Open callumdmay opened 2 months ago
Hi @callumdmay,
Thanks for your report. Could you clarify a few things to help us understand the issue? Notably:
Thank you
What DSS version are you using? v0.16.0-rc1-ce9e97d
What's the overall setup of your DSS pool?

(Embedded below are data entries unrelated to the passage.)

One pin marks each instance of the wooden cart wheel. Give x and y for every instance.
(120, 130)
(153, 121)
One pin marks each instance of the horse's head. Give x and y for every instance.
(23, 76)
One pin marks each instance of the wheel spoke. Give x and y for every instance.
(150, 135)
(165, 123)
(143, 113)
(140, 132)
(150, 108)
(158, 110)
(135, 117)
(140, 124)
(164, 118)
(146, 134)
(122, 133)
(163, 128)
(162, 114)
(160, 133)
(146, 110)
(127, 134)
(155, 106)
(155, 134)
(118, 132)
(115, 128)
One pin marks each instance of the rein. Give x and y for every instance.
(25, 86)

Setup of the pool is a single cluster on GKE, using the default Tanka config (i.e. 3 pods of each of the core-service and cockroachdb).
Any chance the operational intent has expired between the time it was created and the time it was tentatively deleted?
No these actions were only 2 seconds apart
Are you able to reliably reproduce the issue, does it appear randomly, or did it happen only once?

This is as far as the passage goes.